Game playing: Born in Lancashire in 1943, the son of a Jewish doctor (he changed his name from Liebermann}, Leigh has always maintained an outsider’s edge within the English film community. His “organic” methods, arising from his theatrical experiments in the 1960s, made it hard for him to get movie financing. For 14 years all his work was done for television. “It was bitterly frustrating,” says the bearded Leigh, an affable man with a short temper and mournful eyes. “I was told it 20 times: ‘Forget it, you’ll never make a feature film. You’ll never make a film that will work in the States’.” But he won’t think of working any other way. “I don’t read scripts.” And as he has said, he would rather poke steel pins into his eyes than work in Hollywood.

But even Leigh acknowledges that his method can be exhausting. “To be honest, mostly it’s one hell of a damn nuisance.” In the five-month rehearsal process that preceded filming of" Secrets & Lies," Leigh was the only one who knew all the characters! secrets. “This involves all kinds of devices and stratagems,” he explains. “I shot three quarters of the damn movie with the crew under strict instructions not to reveal anything to the actors. It does involve the most elaborate game playing, which a grown-up person can do without.” But when the cameras are rolling, each scene has been set. There’s no improvisation when shooting. The actors never know the whole story until the movie is completed. What emerges in the finished film is remarkably honed and structured: you don’t feel the meandering, actory self-indulgence that often mars American “improvisational” cinema.

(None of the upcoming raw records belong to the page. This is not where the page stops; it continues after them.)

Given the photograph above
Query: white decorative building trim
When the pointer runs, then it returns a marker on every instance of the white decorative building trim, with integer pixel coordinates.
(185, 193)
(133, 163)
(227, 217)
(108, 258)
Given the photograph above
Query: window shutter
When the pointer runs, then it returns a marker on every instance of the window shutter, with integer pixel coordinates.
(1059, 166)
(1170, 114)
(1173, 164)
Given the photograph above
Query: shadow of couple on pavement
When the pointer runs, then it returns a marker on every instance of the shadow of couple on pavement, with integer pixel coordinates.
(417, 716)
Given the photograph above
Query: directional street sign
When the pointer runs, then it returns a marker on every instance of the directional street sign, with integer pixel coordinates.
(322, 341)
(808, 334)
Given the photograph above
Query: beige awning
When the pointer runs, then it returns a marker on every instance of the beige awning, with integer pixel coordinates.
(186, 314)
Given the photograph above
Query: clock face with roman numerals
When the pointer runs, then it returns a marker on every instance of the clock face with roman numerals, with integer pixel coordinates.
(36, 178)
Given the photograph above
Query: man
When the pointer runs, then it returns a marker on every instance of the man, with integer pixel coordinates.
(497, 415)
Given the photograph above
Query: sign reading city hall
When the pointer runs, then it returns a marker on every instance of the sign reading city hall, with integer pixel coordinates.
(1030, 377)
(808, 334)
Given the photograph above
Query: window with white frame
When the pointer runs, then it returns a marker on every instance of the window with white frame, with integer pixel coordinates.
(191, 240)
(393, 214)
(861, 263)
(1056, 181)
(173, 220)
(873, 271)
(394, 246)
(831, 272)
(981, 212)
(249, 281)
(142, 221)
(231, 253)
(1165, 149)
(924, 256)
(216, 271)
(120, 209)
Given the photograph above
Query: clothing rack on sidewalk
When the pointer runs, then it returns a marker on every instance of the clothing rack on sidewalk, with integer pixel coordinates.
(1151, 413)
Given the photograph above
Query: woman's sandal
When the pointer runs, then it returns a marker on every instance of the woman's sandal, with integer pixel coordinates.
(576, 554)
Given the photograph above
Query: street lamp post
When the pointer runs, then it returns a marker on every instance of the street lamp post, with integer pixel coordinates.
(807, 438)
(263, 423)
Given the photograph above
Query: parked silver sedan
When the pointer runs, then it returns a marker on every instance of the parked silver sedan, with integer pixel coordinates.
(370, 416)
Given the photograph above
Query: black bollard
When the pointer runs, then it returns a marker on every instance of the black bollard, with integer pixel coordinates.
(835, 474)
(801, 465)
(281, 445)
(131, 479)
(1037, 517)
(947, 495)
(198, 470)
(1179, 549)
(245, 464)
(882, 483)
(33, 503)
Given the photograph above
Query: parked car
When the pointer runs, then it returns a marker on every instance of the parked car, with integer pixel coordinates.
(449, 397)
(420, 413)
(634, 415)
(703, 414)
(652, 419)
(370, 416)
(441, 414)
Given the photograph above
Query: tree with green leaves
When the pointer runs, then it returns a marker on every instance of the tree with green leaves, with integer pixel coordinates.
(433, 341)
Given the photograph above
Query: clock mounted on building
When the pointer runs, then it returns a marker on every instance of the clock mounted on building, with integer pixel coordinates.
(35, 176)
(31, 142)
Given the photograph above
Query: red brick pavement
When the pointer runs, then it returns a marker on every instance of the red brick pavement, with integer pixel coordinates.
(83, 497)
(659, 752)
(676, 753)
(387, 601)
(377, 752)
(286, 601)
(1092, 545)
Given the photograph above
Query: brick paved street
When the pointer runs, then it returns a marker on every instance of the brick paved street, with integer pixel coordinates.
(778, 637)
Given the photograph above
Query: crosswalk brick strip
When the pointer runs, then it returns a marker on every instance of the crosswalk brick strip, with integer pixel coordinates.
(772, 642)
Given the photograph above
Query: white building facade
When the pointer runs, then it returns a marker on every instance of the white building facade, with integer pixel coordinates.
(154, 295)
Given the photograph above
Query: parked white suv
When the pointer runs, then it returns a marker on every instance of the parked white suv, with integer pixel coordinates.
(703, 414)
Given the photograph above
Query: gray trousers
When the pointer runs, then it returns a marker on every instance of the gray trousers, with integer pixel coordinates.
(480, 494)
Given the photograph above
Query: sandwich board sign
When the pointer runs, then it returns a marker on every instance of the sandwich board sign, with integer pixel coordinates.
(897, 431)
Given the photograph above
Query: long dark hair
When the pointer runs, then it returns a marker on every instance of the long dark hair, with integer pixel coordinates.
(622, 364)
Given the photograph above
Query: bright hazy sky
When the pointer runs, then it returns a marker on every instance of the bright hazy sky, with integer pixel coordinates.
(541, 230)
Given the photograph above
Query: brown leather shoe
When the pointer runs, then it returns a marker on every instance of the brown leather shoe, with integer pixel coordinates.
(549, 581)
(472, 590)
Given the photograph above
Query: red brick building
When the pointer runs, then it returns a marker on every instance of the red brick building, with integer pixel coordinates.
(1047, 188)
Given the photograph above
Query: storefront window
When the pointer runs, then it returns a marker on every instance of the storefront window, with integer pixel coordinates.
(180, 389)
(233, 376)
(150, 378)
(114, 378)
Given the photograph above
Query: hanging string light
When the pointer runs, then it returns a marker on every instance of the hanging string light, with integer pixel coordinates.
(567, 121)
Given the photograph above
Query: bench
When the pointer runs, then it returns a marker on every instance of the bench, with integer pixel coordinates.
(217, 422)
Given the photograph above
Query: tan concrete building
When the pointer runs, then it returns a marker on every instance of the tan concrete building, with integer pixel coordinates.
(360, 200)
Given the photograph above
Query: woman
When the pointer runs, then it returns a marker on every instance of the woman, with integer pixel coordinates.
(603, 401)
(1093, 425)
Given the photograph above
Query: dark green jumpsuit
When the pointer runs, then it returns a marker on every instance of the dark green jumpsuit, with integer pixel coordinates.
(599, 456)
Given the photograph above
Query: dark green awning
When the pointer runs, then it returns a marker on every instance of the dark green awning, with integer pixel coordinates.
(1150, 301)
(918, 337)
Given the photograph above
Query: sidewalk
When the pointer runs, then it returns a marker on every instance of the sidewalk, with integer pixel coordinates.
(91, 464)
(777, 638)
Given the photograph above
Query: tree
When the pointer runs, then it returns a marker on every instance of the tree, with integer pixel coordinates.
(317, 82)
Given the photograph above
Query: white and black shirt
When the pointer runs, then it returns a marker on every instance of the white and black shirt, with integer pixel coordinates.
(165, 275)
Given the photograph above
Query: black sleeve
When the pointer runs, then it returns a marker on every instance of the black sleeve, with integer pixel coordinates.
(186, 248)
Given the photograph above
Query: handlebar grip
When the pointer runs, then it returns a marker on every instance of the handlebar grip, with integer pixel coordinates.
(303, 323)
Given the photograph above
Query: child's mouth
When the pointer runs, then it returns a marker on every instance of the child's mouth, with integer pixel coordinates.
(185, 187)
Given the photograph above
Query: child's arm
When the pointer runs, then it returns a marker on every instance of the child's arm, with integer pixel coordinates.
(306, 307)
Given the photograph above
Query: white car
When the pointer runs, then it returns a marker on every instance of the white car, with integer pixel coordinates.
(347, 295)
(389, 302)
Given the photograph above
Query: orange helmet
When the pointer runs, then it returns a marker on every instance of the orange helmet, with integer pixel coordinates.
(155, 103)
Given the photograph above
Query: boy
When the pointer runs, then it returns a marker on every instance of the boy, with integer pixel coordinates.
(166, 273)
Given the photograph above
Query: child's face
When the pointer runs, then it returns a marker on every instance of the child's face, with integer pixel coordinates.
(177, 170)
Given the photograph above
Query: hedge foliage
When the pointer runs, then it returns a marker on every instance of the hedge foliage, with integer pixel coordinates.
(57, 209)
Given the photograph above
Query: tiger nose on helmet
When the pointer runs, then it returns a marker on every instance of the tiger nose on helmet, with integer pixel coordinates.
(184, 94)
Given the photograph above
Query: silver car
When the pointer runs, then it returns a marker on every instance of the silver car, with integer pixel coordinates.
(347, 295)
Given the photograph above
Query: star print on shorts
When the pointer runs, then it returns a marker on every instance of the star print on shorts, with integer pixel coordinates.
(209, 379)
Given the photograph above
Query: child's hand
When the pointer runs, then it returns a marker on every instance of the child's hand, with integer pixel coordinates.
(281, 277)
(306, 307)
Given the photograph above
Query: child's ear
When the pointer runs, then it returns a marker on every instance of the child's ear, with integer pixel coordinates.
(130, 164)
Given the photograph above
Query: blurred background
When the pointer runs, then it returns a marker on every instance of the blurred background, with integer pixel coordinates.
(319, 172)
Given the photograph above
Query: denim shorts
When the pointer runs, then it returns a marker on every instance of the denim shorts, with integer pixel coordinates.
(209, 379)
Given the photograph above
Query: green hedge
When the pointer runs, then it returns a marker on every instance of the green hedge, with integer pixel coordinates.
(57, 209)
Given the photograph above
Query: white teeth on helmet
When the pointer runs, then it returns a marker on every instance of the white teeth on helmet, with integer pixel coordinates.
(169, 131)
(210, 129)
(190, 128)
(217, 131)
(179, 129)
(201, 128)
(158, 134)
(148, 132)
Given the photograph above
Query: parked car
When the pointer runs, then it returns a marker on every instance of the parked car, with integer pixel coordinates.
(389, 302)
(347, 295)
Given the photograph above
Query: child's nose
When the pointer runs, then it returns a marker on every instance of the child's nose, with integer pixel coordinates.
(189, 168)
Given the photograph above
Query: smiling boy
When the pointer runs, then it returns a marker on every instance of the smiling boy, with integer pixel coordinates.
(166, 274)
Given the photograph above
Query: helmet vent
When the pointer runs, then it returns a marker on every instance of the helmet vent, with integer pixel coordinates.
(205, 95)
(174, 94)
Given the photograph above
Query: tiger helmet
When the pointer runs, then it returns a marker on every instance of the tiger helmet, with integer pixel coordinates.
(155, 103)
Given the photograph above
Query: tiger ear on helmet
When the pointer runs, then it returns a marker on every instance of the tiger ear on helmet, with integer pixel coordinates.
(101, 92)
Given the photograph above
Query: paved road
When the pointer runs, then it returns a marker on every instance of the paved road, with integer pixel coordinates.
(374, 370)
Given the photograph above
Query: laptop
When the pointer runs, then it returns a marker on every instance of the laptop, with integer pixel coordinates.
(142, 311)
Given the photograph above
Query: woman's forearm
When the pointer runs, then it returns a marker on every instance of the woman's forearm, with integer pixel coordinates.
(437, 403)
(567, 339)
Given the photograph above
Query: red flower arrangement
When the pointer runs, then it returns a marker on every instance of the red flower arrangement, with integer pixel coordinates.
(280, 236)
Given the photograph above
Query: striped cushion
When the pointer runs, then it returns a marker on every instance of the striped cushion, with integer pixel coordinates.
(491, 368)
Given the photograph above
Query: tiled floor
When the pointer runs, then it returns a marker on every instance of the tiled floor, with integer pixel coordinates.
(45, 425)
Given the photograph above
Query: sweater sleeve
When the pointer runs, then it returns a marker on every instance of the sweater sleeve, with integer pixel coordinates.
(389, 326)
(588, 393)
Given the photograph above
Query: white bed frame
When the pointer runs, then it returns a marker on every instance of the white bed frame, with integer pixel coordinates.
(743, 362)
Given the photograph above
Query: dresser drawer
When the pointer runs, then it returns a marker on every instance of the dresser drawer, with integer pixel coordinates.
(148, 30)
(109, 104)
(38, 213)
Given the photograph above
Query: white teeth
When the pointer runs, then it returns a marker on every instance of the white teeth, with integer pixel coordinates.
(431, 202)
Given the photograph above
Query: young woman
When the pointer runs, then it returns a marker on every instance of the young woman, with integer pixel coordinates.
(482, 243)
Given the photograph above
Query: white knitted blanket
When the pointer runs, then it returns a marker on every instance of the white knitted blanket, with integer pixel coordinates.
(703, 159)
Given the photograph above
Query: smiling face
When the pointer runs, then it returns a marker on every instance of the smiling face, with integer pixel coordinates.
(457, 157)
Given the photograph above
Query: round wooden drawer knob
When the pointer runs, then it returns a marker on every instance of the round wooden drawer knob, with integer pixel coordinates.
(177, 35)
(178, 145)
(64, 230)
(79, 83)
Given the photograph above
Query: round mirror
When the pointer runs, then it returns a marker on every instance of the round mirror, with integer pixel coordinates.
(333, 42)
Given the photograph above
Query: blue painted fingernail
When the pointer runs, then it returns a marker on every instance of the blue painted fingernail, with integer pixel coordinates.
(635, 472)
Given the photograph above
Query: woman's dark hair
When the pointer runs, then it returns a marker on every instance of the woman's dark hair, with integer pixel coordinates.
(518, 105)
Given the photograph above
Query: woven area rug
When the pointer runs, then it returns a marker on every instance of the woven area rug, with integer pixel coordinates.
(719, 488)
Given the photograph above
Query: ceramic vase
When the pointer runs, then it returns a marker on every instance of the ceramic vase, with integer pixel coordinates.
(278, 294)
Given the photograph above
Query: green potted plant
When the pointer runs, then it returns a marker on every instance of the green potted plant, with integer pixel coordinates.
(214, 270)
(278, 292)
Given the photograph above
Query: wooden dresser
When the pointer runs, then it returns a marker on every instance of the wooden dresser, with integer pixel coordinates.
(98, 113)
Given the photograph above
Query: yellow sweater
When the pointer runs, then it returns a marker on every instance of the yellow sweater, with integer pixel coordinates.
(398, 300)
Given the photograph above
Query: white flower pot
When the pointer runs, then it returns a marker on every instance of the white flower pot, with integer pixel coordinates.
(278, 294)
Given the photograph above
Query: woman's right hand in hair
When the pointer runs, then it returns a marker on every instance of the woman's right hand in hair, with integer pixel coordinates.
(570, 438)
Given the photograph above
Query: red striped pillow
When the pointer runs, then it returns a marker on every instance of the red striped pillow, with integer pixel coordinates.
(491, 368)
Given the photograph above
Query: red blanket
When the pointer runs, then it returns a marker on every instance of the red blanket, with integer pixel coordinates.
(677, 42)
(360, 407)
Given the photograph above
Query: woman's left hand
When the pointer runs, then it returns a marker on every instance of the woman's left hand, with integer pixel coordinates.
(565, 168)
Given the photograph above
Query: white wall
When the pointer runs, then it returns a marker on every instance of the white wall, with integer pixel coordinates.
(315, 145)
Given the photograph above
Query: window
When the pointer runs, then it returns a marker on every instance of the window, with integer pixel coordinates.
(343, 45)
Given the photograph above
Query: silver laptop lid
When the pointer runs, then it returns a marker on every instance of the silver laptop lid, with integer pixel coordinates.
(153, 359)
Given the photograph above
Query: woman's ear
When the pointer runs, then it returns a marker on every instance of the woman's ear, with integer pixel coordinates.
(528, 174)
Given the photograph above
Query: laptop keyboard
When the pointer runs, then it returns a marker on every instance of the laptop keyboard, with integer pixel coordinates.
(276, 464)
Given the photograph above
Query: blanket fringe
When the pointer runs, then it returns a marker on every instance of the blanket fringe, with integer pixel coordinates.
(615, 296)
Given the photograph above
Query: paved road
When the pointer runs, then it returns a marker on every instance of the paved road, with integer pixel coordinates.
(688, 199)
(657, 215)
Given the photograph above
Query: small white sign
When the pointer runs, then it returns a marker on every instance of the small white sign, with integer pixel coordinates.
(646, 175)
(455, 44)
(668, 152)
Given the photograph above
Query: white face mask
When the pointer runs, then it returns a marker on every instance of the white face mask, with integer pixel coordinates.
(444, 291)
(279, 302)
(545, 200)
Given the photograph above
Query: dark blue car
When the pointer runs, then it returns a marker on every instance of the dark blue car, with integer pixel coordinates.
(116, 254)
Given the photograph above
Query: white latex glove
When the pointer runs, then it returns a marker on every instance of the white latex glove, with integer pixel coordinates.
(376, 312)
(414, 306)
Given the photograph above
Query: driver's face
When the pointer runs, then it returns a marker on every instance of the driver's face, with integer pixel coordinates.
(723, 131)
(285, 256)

Many who saw “Secrets & Lies” in Cannes thought that its uplifting spirit seemed a radical departure from the abrasive Leigh movies of the past. But tenderness has always been part of his range: the intimacy between the working-class couple in “High Hopes” is one of the most convincing portrayals of connubial love on screen. The same razor eyes that captured the scary, woman-abusing Johnny in “Naked” focus here on an optometrist, a photographer and a mother rescued from the blindness of her misery. It’s all in the eyes, and Leigh has great ones.